If Bitcoin was designed, it was to avoid the need for a trusted intermediary for a currency to function. Also, the fact that there is no intermediary immediately removes the obligation to provide identity documents.
Take advantage of this immense and unprecedented freedom that Bitcoin offers us to regain your privacy.
Final word
We know that depending on your level of knowledge and familiarity with Bitcoin, this article will be more or less useful to you. It is true that he knows what bitcoin is and how to use it safely to be able to freely do without exchange platforms.
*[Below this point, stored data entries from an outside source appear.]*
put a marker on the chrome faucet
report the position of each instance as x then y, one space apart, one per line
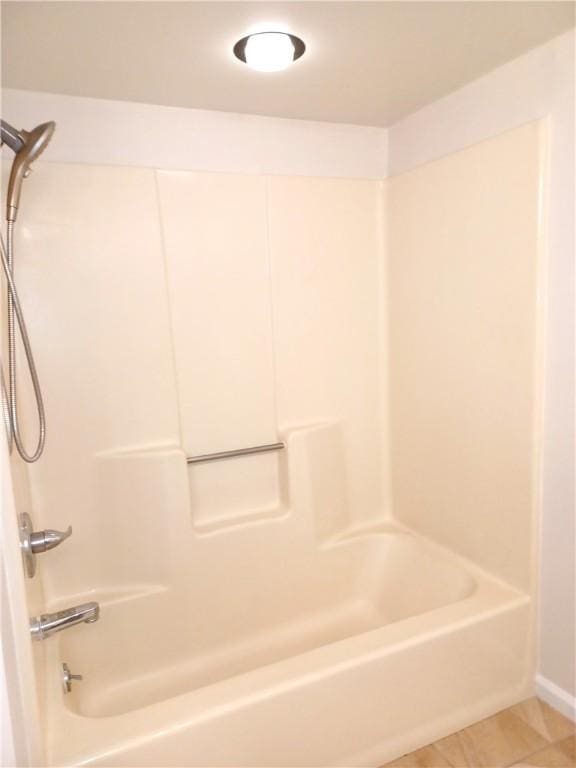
48 624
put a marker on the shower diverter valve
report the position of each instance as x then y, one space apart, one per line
32 542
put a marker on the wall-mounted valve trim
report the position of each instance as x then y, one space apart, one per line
33 542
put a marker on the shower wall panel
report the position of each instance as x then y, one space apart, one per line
178 313
325 246
215 236
464 237
89 263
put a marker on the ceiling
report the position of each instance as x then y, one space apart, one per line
368 63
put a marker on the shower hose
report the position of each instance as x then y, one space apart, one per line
9 400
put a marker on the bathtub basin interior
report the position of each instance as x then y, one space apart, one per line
155 647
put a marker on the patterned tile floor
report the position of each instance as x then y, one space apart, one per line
528 735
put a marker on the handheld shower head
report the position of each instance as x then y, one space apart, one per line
27 145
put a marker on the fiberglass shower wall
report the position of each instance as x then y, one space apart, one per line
201 311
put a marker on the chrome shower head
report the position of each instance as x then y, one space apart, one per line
27 145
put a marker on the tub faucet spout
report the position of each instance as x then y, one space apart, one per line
48 624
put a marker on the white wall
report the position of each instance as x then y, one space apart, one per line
536 85
104 132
Actually, we just want to remind you that you can use exchanges to buy bitcoin, if you are not comfortable (yet) with peer-to-peer platforms like PeachBitcoin (which we recommend), but remember to withdraw them to an external wallet as quickly as possible. Again, choose a wallet non-custodial as BlueWallet where you have your own private keys, otherwise it amounts to leaving them on an exchange platform…
If you are not going to use your bitcoins and you want to “Hold” them for the long term, then in this case, you will be recommended to opt for an open source hardware wallet Type Trezor for example.
Note: No financial advice is given in this or any other article on this blog. This is information of which you are the sole judge and master. Be responsible with your investments and only invest as much as you are willing to lose.